David Miller: It's a lot of people. Your answers have been very forward-looking, I think, about the reason for Community Jameel to be involved in these initiatives at the community level, the city level, and in some cases at the national and sub-national level.

Can you just speak to where you think philanthropy needs to go, and where it will go, and what you might say to other funders about getting involved in this space in the future?

Cléa Daridan: In terms of funding, I do think that there will continue to be a bigger role for philanthropy to channel increased funding towards climate action, that's for sure.

Now, when it comes to Community Jameel, our hope is to impact more lives around the world and to continue to build our community of scientists, of humanitarians, of technologists and creatives, especially in the Global South.

In terms of what I would want to say to other philanthropic organisations, I think I would want to say, we need you. Please, come on board. We need you.
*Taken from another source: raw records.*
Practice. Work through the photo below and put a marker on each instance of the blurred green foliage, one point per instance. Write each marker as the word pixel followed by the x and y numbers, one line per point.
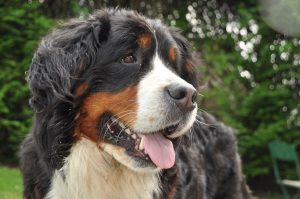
pixel 21 28
pixel 250 73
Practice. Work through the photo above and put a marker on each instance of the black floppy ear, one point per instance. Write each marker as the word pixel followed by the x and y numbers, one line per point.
pixel 61 58
pixel 188 72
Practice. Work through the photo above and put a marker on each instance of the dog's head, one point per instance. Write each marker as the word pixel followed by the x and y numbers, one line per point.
pixel 119 79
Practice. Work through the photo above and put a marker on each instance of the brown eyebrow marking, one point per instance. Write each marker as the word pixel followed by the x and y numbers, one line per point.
pixel 81 89
pixel 144 40
pixel 172 54
pixel 189 66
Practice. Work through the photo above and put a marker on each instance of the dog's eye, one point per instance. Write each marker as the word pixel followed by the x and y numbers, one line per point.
pixel 130 59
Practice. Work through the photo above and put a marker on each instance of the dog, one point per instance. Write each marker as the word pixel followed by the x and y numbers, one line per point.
pixel 116 116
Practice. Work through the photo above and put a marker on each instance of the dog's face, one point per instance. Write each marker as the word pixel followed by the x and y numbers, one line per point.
pixel 134 91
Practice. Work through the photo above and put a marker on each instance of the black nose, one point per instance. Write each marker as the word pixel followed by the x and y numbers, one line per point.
pixel 184 97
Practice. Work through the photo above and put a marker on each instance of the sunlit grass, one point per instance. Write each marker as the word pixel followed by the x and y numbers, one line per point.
pixel 10 183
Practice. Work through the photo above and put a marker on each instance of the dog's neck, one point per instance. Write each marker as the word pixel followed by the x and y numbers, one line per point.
pixel 91 173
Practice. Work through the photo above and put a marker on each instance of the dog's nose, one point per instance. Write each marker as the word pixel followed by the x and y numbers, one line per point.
pixel 184 97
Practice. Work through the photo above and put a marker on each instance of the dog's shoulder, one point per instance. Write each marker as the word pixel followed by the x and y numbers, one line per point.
pixel 208 164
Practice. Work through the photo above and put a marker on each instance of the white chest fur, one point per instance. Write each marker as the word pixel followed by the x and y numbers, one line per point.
pixel 92 174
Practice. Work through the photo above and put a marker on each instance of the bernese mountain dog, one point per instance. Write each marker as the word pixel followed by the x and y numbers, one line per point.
pixel 114 97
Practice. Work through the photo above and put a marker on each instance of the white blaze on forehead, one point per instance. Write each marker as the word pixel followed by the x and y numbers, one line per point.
pixel 152 103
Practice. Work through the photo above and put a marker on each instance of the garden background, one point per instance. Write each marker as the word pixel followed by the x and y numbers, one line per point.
pixel 249 73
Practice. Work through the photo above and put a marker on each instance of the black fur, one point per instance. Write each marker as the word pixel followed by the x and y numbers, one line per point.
pixel 89 50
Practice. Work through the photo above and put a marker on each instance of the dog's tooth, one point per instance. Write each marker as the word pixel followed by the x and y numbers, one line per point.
pixel 122 125
pixel 141 145
pixel 127 131
pixel 133 136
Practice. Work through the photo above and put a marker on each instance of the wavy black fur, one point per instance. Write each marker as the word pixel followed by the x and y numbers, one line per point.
pixel 207 165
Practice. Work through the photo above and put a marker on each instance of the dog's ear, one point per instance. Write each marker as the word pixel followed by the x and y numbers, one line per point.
pixel 188 72
pixel 62 57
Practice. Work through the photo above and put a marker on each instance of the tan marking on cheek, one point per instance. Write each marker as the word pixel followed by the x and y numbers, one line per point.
pixel 189 66
pixel 144 40
pixel 122 104
pixel 172 54
pixel 81 89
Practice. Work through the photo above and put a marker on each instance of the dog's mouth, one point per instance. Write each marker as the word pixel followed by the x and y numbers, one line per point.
pixel 150 148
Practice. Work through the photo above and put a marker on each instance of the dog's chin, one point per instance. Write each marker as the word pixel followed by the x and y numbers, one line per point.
pixel 128 147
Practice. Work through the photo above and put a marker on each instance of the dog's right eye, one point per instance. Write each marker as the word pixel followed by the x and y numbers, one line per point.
pixel 130 59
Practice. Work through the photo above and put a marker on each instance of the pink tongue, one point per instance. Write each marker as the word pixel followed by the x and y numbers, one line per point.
pixel 160 150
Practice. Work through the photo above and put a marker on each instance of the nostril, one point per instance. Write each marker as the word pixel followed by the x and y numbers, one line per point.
pixel 184 97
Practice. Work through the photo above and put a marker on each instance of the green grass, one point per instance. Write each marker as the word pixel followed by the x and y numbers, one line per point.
pixel 268 195
pixel 10 183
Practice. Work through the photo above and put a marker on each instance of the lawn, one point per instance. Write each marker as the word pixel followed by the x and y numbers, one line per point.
pixel 11 185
David Miller: That gap seems to be particularly true in the Global South around issues like adaptation, as you were speaking to, and we need other funders to come on board to help communities build their own solutions grounded in their own reality.
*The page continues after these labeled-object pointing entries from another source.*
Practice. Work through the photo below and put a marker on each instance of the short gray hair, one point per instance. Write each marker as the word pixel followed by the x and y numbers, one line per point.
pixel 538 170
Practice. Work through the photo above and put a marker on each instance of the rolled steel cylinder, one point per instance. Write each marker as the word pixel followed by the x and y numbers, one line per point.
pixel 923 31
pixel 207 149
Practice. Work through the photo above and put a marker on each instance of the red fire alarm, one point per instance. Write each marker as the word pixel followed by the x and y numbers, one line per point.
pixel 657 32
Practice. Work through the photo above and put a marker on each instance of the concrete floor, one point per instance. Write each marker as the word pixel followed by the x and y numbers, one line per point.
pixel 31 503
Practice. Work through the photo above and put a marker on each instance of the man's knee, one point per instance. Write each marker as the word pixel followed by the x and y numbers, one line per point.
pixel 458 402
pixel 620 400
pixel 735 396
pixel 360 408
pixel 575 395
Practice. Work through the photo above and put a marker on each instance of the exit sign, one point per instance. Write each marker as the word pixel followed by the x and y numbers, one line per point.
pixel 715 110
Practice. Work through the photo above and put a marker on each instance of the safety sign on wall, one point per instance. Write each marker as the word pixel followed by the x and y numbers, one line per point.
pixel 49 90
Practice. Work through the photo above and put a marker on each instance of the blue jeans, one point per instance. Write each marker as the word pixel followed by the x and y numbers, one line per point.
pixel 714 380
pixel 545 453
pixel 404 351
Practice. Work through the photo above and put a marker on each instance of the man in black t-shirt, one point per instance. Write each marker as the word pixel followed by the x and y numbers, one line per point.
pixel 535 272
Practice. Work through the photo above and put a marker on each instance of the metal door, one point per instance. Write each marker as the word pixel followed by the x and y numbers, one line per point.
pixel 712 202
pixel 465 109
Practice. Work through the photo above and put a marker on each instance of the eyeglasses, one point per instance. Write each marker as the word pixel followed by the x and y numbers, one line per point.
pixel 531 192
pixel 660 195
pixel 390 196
Cléa Daridan: Absolutely, and please make sure to involve the municipalities, the scientists, the local academics. They are fantastic, they have incredible knowledge, and we all have so much to learn from them.

David Miller: Cléa, thank you very much for being with us today, but more importantly, for Community Jameel's very thoughtful approach to connecting the academic world with the political world and the practical world, in order to produce meaningful outcomes on the ground, particularly in the Global South.

It's a fascinating philanthropy – judging from the evidence, highly effective. So we appreciate you not just being with us, but your everyday ongoing work, which is making such a big difference.

Cléa Daridan: I would also like to thank you, because Community Jameel wouldn't exist if not for the partnerships that we build. So, it's not only about us, it's about the community around us, and C40 is part of this community.

And we now have an incredible team working on the Jameel C40 Urban Planning Climate Labs, which will surely make a difference. So, thank you to everyone involved.